The British Museum Had Lost Its Charm

Two short novels I read recently on rainy days and there have been plenty of those: The Tap Dancer, Andrew Barrow, 1992; The British Museum is Falling Down, David Lodge, 1965.

To digress, as it was raining again all day yesterday and Bertie was asleep on a sofa I watched Saltburn. The film takes its name from a fictional castle, the ancestral home of a Baronet and his dysfunctional family attended on by a butler and two footmen. The good looking son, Felix, befriends a scholarship boy in his Oxford college and asks him home . . . It’s a preposterous film – a Downton without any visible staff except the two silent footmen and the butler who seems to be based on the butler at Althorp in Charles Spencer’s unhappy childhood: Mr Betts “liked to walk quickly, his nose in the air, face clenched, his eyes fixed ahead, as if engaged in a never-ending egg and spoon race”. (A Very Private School, Charles Spencer, 2024) It is Brideshead and The Go-Between on acid evoking a fashion shoot for Vogue by Grace Coddington. It has some good acting by Richard E Grant and Rosamund Pike among others and is a load of very enjoyable bollocks.

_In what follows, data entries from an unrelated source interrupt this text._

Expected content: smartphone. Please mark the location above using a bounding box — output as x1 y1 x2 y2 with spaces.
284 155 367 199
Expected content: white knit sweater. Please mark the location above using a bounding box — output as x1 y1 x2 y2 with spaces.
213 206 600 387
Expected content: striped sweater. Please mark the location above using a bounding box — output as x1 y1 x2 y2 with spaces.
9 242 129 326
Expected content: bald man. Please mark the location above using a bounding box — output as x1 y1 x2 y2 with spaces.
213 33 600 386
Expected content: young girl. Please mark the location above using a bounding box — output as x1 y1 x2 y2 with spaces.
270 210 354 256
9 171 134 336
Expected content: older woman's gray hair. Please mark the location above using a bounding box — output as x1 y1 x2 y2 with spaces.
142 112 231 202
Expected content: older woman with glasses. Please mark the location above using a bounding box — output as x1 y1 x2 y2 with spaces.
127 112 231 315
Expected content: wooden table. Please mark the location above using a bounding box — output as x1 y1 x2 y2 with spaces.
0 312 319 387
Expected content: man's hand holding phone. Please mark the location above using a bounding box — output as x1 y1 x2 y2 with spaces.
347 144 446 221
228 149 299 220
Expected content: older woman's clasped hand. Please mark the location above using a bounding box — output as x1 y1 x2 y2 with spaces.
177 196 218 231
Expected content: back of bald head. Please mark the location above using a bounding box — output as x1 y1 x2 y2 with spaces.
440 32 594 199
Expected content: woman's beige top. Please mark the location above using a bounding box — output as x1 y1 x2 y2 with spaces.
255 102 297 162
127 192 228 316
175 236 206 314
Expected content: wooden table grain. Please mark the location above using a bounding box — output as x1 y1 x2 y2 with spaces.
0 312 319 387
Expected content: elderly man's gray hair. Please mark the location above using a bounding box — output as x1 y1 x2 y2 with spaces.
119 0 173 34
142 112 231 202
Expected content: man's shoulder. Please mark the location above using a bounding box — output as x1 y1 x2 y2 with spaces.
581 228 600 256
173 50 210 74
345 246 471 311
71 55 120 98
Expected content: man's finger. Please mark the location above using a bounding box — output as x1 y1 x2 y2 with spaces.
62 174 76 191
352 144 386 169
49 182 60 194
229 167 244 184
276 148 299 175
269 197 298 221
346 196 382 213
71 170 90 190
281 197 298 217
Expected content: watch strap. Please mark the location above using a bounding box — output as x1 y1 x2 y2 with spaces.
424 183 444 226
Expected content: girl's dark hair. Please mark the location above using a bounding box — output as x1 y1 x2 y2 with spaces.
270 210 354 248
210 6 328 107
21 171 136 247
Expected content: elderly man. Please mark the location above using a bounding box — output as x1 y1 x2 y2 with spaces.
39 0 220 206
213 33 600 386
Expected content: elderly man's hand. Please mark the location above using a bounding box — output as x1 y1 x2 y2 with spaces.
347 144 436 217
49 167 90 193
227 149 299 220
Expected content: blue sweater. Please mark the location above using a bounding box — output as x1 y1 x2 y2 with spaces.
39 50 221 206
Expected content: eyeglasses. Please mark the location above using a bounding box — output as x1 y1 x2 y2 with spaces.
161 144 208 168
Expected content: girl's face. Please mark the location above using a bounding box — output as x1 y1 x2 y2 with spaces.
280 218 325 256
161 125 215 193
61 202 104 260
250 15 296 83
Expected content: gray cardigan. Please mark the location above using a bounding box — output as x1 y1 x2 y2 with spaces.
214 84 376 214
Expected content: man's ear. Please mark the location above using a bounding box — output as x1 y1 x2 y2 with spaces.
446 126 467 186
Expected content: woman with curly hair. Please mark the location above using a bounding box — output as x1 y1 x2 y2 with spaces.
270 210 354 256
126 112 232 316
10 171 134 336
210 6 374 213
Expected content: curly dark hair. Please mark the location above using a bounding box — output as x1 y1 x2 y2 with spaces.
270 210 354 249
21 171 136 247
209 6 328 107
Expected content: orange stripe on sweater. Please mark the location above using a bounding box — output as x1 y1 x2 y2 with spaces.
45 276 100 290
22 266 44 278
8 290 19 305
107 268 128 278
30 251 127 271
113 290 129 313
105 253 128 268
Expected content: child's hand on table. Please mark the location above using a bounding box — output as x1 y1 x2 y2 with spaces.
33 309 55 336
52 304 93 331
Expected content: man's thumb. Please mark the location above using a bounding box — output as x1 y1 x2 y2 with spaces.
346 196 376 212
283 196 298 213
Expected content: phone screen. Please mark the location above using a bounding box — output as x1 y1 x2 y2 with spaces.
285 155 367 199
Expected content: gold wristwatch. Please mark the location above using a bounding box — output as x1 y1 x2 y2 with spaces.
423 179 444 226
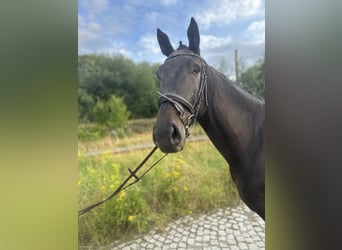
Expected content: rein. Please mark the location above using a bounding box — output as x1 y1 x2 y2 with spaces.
157 53 208 137
78 146 167 216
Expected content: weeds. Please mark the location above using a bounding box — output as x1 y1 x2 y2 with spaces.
78 141 239 247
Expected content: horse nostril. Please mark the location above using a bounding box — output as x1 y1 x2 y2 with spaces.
170 125 181 145
153 121 184 153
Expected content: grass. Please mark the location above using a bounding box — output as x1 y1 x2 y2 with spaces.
78 118 207 152
78 119 240 247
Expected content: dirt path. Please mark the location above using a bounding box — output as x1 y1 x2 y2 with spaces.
84 135 209 156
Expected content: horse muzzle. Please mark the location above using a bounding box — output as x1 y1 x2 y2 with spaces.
153 122 185 153
153 104 187 153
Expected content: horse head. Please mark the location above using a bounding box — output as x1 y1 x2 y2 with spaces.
153 17 208 153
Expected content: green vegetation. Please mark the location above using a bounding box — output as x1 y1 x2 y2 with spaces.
240 59 265 97
78 54 160 123
92 95 130 129
78 139 239 247
217 57 265 98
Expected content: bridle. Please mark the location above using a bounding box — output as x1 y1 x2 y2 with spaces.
157 53 209 137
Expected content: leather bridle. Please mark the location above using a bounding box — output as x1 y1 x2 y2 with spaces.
157 53 208 137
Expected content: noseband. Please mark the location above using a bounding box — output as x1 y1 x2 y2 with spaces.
157 53 208 137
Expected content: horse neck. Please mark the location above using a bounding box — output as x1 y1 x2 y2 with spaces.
198 67 264 168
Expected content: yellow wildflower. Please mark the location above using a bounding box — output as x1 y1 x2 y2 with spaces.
110 174 117 182
173 171 180 178
176 158 185 165
87 167 96 174
127 215 135 222
183 186 188 191
77 180 81 186
117 190 126 201
112 163 120 170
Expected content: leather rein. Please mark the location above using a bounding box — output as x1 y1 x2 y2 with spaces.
78 146 168 216
157 53 208 137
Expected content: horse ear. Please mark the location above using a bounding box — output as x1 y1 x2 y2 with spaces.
157 28 174 57
187 17 200 55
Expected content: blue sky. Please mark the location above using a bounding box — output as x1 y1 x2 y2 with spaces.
79 0 264 72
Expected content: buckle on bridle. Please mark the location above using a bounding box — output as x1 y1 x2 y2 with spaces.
157 92 196 137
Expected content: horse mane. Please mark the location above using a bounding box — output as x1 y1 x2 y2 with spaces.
210 66 264 102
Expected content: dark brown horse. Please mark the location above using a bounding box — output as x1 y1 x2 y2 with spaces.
153 18 265 220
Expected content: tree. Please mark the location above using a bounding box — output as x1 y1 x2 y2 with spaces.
217 57 230 77
125 62 159 118
92 95 130 129
78 88 94 122
78 54 160 121
240 59 265 97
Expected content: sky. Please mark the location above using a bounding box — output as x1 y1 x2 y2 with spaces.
78 0 264 73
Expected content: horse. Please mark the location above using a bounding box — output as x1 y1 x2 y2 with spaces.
152 17 265 220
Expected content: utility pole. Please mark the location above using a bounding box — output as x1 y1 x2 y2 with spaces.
235 49 239 83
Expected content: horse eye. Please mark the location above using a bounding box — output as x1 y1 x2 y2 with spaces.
192 65 201 74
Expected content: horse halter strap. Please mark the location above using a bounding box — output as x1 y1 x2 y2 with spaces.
157 53 208 137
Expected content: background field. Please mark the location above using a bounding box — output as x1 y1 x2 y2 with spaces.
78 120 239 246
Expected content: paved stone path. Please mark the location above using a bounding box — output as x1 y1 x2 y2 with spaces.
110 202 265 249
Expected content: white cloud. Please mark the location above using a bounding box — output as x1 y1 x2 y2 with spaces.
78 28 98 48
78 14 85 27
201 35 232 50
78 28 97 42
243 20 265 45
239 0 263 17
92 0 109 13
87 21 102 32
196 0 263 28
160 0 180 5
139 34 161 55
107 46 133 58
78 20 103 47
146 12 162 22
79 0 109 20
78 0 109 50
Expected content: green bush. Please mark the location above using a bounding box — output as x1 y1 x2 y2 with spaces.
78 125 106 141
92 95 130 129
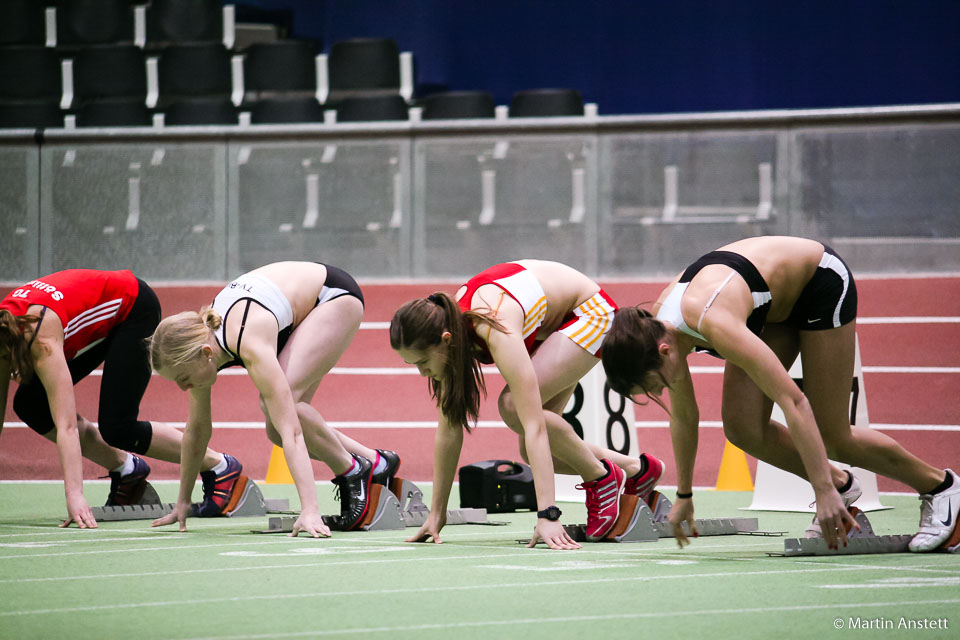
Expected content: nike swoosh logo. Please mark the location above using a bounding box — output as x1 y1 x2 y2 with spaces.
941 501 953 528
807 318 821 324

As far as I know The Tap Dancer is Andrew Barrow’s only novel and he waited until he was forty-seven to write it. It reads like an autobiography and I suspect that’s what it is. If you like observational humour in the style of The Diary of A Nobody and Alan Bennett, I do, you will find this very funny without actually laughing out loud.

David Lodge is a more seasoned comic author. I read his Changing Places decades ago. As a Professor of English Literature his novels also have an element of autobiography and, in The British Museum, parody other authors. But that’s not the point which is that it is a hugely funny farce in the vein of Luck Jim. But if you are interested in the parody, David Lodge elucidates in an Afterword.

”There are ten passages of parody or pastiche in the novel, mimicking (in alphabetical order, not the order of their appearance in the text) Joseph Conrad, Graham Greene, Ernest Hemingway, Henry James, James Joyce, Franz Kafka, DH Lawrence, Fr. Rolfe, CP Snow, and Virginia Woolf.” He also notes that his original title, The British Museum Had Lost its Charm, was refused permission by the Gershwin Publishing Corporation. A pity as the novel describes A Foggy Day (in London Town).